The mesh found delicately hot stamped in gold on the secondary packaging of Mon Jasmin Noir by Bulgari are typical manifestations of this trend. The bottle of Lolita Lempicka's Les Dressings de Lolita is decorated with illustrations symbolizing the world of perfume.

But such subtleties and overstating the product/brand story in details may have pitfalls. “When the story is told in every last detail, it lacks mystery and spontaneity and therefore ownership opportunities. We are almost in riddle territory,” says Mariotti. And the danger is losing strength in iconic brand marks.

“[Consumer] imagination is no longer put to use, passivity is mandatory” says committee member Lan Vu, founder of the trend company Beautystreams. “And for brands to avoid this pitfall,” says Jean-Paul Cornillou, professor at Strate College and committee member, “they must reintroduce creativity and take risks, even if that means setting aside marketing requirements.”

Back to Front

Previously relegated to the back of bottles, ingredients are being put front and center. Maison Martin Margiela highlights the origins of the key note ingredients the basis for the decoration of its Replica perfumes.

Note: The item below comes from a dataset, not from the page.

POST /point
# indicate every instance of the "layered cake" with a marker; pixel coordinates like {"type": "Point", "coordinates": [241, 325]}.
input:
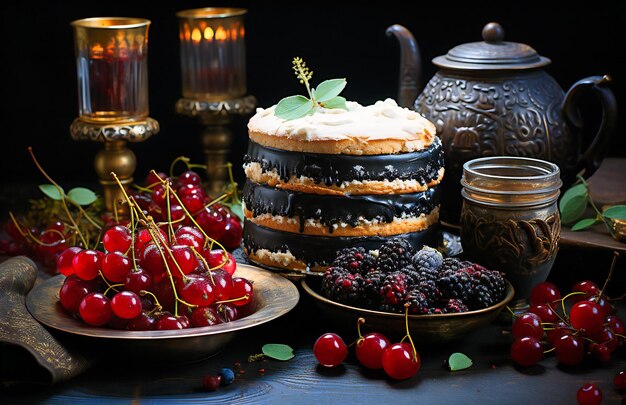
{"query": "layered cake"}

And as Kiehl’s and L’Occitane dissect their formulas and their list of ingredients, it may be surmissed that their goal is to demonstrate an expertise and a certain pedagogy.

“In terms of consumers, the need to know and to be reassured is fulfilled by this traceability,” says Oudghiri. But far from falling into the overly-factual or the down-to-earth, this movement is opening up a new creative path.

Luxe Pack New York will be held May 15–16, 2013 at the Metropolitan Pavilion and Altman Building in New York. Luxe Pack Shanghai takes place April 23–24, 2013, at the Shanghai International Convention Center in Shanghai, and the next edition of Luxe Pack Monaco will take place October 23–25, 2013 at the Grimaldi Forum in Monaco.